We will say that all the study sites are in the United States and in Europe. So, with that we are looking at the potential for, I think we've looked at sites in other parts of the world, a handful of those sites may come in but only after they've passed rigorous quality control inspection by our teams, by our CROs, other compromised and study sites quality or ability to execute in that study.
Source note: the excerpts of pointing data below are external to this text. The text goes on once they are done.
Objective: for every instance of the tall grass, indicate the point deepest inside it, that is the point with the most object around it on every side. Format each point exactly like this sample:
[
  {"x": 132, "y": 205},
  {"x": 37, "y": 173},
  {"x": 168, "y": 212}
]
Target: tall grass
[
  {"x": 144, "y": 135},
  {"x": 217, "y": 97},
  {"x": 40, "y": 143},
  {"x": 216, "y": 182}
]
These are all top advanced dermatology vendors, major academic vendors and importantly vendors that are experiencing VD. Quality control is something we're very focused on.

Ritu Baral

Analyst

And you feel pretty comfortable that the standard of care is relatively equal across the ones you're looking at?

John Crowley

Analyst

Yes, very comfortable.

Ritu Baral

Analyst

And then just on your comment on covariance adjustments for wound size and age in this study, is that sort of the same thing as stratification and if not, do you have stratifications in your new SAP?

John Crowley

Analyst

I’ll let Jay comment.

Jay Barth

Analyst

It is the way of addressing the same issues that you’re raising. We’re not stratifying, but await to adjust for that when you analyze is to introduce the covariant and we think those two, the age of the patients and size of wounds would adjust for any potential imbalances between the groups. So that increases the power of our analysis.

Ritu Baral

Analyst

Got it. Thanks for taking the follow-up guys.

John Crowley

Analyst

Yeah. I would just comment further on the EV program, we knew when we closed on the acquisition of Scioderm that there are three key areas that we had to focus on and improve with the Amicus resources and experience. One was the addition of, additional clinical sites, high quality sites, two was significantly more resources, internal resources, people put to the program. We’ve done both of those two, by the time we get completed with the activities in the spring of this year, we then turned our attention to the third area where we thought there could be significant improvements and that was around the statistical analysis, plans and the definitions of success in this study. So we together with experts in the field, worked through our plan. We then presented that to FDA and through a series of discussions and then written comments received from FDA, again, we feel really, really good about these changes and we believe that it has the potential to increase the likelihood of success in this study. It continues to see enormous interest from physicians and patients to participate in the study and again I think that reflects the devastating nature of the disease and the significant number of people living with this just awful disorder.

Operator

Operator

Thank you. And we have a follow-up from Joseph Schwartz with Leerink Partners. Your line is open.

Joseph Schwartz

Analyst

Thanks for taking my follow-up. I was just wondering if you could talk a little bit about your understanding for the drivers of placebo response and EB, beyond spontaneous resolution and the potential for patients to get better skin care management, is there any other reasons for response rate in the placebo arm to be what it is?

Jay Barth

Analyst

No, I think you hit on those points, just based on the management of wounds in general and, the nature of EB. There are the few around, the smaller ones, the ones that haven’t been present for that long. But that is the nature of EB and the standard of care, there are wounds that you heal, especially if it’s smaller hand wounds of younger age.

Joseph Schwartz

Analyst

Okay, thank you very much.

John Crowley

Analyst

So again, Joe, with the inclusion criteria, the design of the study and now with these changes in the definitions of success, we think we’ve only further increased the potential and probability for this study succeeding, but ultimately it will be driven by the data of course.

Operator

Operator

Thank you. That does conclude today’s question-and-answer session. I’d like to turn the call back to John Crowley for closing remarks.

John Crowley

Analyst

Great. No, operator. Thank you. That’s all I have everybody. Thanks for listening. Have a great day.